Reducing the number of repeat transplants will help reduce the number of people on the wait list (currently more than 100,000). And that should make the line move faster for everyone.
“Younger patients can expect to be matched with more durable kidneys,” says Dr. Goldfarb. “Older patients may be matched with less durable kidneys, which may be a good fit for them. For some, faster availability is more important than longer durability.”
One thing hasn’t changed. Wait time is still an important factor in kidney matching.
However, wait time used to begin whenever a patient joined the wait list. Now it can be retroactive to when a patient began dialysis — even if he or she didn’t join the wait list until later.
This helps even the playing field for patients who may have been unaware of transplant options before or weren’t able to have a transplant evaluation for other reasons.
What changed about lung matching?
In February 2015, lung transplant experts updated the formula that determines patients’ lung allocation scores (LAS).

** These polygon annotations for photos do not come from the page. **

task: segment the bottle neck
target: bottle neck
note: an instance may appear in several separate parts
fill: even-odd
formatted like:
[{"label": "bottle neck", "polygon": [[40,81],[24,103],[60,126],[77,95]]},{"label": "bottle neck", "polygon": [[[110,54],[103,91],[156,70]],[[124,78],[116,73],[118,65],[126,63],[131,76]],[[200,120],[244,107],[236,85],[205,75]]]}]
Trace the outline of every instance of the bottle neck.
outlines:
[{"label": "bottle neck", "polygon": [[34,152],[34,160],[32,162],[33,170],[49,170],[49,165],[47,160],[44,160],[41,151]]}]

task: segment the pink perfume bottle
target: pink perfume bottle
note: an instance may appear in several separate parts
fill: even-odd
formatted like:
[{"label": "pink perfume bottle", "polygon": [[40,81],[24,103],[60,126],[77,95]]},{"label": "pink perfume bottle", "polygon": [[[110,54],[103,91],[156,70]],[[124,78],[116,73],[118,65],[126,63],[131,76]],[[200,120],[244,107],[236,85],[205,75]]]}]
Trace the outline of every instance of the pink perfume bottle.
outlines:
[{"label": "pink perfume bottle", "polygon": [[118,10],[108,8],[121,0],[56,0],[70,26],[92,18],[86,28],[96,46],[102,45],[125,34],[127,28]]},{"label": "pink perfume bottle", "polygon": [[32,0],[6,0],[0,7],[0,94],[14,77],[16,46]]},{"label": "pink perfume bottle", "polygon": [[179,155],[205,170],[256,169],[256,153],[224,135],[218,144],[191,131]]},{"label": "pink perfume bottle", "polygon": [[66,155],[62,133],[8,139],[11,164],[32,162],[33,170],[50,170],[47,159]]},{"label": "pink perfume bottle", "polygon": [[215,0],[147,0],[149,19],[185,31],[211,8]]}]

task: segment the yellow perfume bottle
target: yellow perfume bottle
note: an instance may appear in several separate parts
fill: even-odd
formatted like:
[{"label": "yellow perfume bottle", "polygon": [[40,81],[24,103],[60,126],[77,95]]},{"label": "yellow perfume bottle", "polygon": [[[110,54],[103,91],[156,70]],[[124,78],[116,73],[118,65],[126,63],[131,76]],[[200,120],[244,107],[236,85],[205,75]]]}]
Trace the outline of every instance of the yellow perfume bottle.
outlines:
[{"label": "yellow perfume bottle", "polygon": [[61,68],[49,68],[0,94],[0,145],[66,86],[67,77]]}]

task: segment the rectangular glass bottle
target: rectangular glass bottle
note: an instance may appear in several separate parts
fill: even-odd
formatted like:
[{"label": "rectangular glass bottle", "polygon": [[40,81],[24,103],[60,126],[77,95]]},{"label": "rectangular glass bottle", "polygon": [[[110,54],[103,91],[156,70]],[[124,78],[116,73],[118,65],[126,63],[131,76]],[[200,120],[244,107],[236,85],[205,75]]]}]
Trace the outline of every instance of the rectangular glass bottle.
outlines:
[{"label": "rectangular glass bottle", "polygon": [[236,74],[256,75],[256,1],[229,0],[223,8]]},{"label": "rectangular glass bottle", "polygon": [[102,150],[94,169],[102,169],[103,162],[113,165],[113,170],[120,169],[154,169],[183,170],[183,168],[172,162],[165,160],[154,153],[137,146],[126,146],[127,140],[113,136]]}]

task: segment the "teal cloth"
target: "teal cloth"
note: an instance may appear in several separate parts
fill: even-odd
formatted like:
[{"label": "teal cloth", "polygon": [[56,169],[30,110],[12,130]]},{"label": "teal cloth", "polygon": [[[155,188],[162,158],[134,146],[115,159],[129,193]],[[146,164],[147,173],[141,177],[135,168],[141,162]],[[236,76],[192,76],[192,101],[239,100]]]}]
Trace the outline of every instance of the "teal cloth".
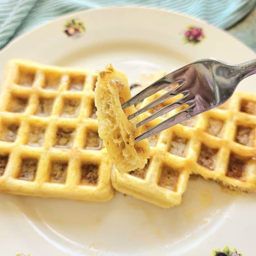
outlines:
[{"label": "teal cloth", "polygon": [[12,39],[70,12],[111,5],[173,10],[227,28],[245,17],[256,0],[0,0],[0,49]]}]

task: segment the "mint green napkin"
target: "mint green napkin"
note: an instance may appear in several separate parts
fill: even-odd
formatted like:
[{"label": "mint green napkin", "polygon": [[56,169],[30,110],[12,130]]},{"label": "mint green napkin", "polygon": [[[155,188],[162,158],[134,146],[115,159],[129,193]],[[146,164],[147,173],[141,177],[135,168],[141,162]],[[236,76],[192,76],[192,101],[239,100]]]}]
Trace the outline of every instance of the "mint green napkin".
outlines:
[{"label": "mint green napkin", "polygon": [[256,4],[256,0],[0,0],[0,49],[33,27],[64,14],[89,8],[135,5],[164,8],[226,28]]}]

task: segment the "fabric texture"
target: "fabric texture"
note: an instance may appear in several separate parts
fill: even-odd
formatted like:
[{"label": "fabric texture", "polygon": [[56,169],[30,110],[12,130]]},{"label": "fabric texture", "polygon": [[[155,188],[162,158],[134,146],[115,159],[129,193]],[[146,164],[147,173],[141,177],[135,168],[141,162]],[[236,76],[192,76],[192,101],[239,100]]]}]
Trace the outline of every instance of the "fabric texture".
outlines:
[{"label": "fabric texture", "polygon": [[0,0],[0,49],[32,28],[70,12],[113,6],[172,10],[227,28],[245,17],[256,0]]}]

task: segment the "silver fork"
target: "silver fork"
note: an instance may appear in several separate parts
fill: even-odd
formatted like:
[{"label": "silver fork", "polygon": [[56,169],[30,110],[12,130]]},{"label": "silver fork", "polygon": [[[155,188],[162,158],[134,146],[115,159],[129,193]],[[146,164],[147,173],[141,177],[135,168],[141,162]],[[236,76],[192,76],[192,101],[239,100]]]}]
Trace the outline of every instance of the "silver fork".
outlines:
[{"label": "silver fork", "polygon": [[256,74],[256,59],[232,65],[212,59],[193,62],[171,72],[122,105],[124,109],[168,86],[171,89],[128,117],[130,119],[178,94],[181,98],[155,112],[137,125],[138,128],[178,107],[188,105],[135,138],[138,142],[224,103],[244,78]]}]

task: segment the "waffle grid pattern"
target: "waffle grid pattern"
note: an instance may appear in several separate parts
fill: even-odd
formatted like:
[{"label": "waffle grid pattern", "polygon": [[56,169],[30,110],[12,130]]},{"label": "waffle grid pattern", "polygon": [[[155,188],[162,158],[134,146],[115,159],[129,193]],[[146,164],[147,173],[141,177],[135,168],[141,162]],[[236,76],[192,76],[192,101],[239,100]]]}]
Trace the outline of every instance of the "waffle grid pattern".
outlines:
[{"label": "waffle grid pattern", "polygon": [[[140,107],[162,93],[149,97]],[[162,104],[166,105],[171,101],[169,100]],[[157,110],[156,107],[153,112]],[[144,127],[144,130],[178,110],[151,121]],[[144,118],[152,112],[145,113]],[[255,95],[235,93],[220,107],[150,137],[149,164],[143,170],[123,175],[113,171],[114,187],[164,208],[181,203],[191,174],[216,180],[232,189],[255,192]]]},{"label": "waffle grid pattern", "polygon": [[0,99],[0,190],[112,197],[112,164],[97,132],[96,80],[84,70],[10,62]]}]

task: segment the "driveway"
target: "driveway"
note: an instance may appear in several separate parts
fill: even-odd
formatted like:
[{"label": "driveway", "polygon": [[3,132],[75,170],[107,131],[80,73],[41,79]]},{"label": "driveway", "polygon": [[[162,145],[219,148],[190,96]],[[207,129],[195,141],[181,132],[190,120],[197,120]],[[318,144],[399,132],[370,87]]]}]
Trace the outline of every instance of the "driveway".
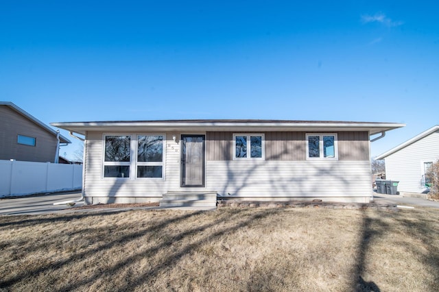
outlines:
[{"label": "driveway", "polygon": [[430,201],[417,197],[405,197],[399,195],[374,193],[373,201],[378,204],[392,203],[399,206],[412,207],[430,207],[439,208],[439,202]]},{"label": "driveway", "polygon": [[[54,203],[79,199],[81,193],[57,193],[0,199],[0,215],[34,215],[56,213],[71,207]],[[82,203],[81,203],[82,204]]]}]

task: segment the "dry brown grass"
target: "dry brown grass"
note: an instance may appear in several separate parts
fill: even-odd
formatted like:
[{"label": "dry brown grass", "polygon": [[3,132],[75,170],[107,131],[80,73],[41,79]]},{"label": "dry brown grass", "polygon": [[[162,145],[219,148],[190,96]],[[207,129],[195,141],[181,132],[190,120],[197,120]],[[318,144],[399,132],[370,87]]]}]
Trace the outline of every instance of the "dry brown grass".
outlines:
[{"label": "dry brown grass", "polygon": [[439,210],[0,217],[3,291],[439,291]]}]

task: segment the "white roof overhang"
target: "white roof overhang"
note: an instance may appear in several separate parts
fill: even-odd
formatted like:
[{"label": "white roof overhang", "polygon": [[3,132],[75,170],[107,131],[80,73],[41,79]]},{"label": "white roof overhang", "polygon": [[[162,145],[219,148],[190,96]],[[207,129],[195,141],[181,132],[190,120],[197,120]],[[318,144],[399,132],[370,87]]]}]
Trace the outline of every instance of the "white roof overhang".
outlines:
[{"label": "white roof overhang", "polygon": [[259,120],[187,120],[51,123],[55,127],[85,135],[88,131],[151,132],[368,132],[374,135],[405,126],[396,123]]}]

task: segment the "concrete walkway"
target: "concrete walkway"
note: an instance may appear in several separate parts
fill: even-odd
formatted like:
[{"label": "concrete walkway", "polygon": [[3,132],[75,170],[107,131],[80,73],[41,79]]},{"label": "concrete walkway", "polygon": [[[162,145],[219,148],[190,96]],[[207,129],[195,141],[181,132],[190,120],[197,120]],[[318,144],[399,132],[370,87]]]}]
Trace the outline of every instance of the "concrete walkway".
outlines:
[{"label": "concrete walkway", "polygon": [[396,204],[411,207],[430,207],[439,208],[439,202],[417,197],[405,197],[400,195],[374,193],[373,201],[377,204]]},{"label": "concrete walkway", "polygon": [[[54,203],[76,199],[81,197],[80,193],[67,193],[23,197],[0,199],[0,215],[34,215],[53,213],[69,213],[73,212],[117,212],[138,208],[143,209],[165,209],[160,207],[139,207],[139,208],[91,208],[78,209],[67,205],[54,205]],[[375,204],[394,204],[399,206],[413,207],[430,207],[439,208],[439,202],[429,201],[425,199],[416,197],[404,197],[399,195],[374,194]],[[82,202],[77,203],[75,206],[82,205]],[[170,208],[174,210],[200,210],[193,207]],[[215,210],[209,208],[206,210]]]}]

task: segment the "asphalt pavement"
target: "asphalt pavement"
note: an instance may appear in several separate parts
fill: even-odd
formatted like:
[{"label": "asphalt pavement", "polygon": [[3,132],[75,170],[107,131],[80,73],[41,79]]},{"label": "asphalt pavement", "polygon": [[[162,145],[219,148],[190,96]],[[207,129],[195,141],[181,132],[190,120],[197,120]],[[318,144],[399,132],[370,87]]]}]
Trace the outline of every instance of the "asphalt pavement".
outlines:
[{"label": "asphalt pavement", "polygon": [[430,201],[418,197],[405,197],[400,195],[374,193],[373,201],[377,204],[396,204],[409,207],[429,207],[439,208],[439,202]]}]

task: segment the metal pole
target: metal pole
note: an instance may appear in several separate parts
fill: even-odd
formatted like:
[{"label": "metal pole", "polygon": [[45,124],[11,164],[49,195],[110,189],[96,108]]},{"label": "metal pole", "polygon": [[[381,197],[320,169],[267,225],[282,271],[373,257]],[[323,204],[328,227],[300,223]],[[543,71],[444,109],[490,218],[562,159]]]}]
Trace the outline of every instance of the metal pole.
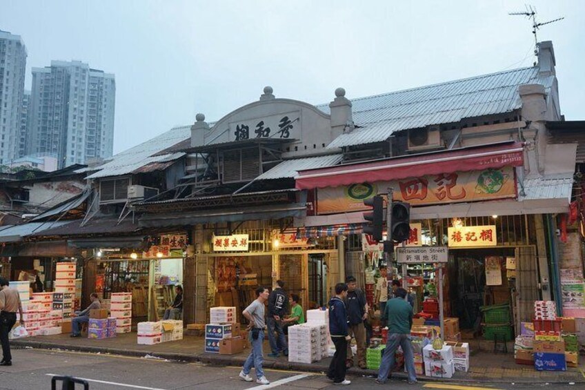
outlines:
[{"label": "metal pole", "polygon": [[439,264],[439,322],[441,325],[441,338],[445,340],[445,324],[443,321],[443,266]]}]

LAS rates a patient’s likelihood of benefiting from a lung transplant on a scale of 0 to 100. The higher the score, the higher the benefit and the sooner the match.
LAS is based on many factors, including:
- Flow rate of supplemental oxygen
- Continuous mechanical ventilation
Among other changes, the formula now includes new factors, such as bilirubin levels and heart function, explains Maryam Valapour, MD, MPP, Director of Lung Transplant Outcomes at Cleveland Clinic.
That’s better for the current mix of people on the wait list, she says, which includes sicker and older people. Historically, these people weren’t on the list because they couldn’t survive the wait for a donor lung.
“People with pulmonary hypertension and other pulmonary vascular diseases now have increased access to lung transplants,” says Dr. Valapour.
If you’re waiting for a kidney or lung
According to UNOS, changes to both kidney and lung matching should help improve transplant access for many patients without significantly compromising wait times for others.
Talk to your doctor about what these changes mean for you.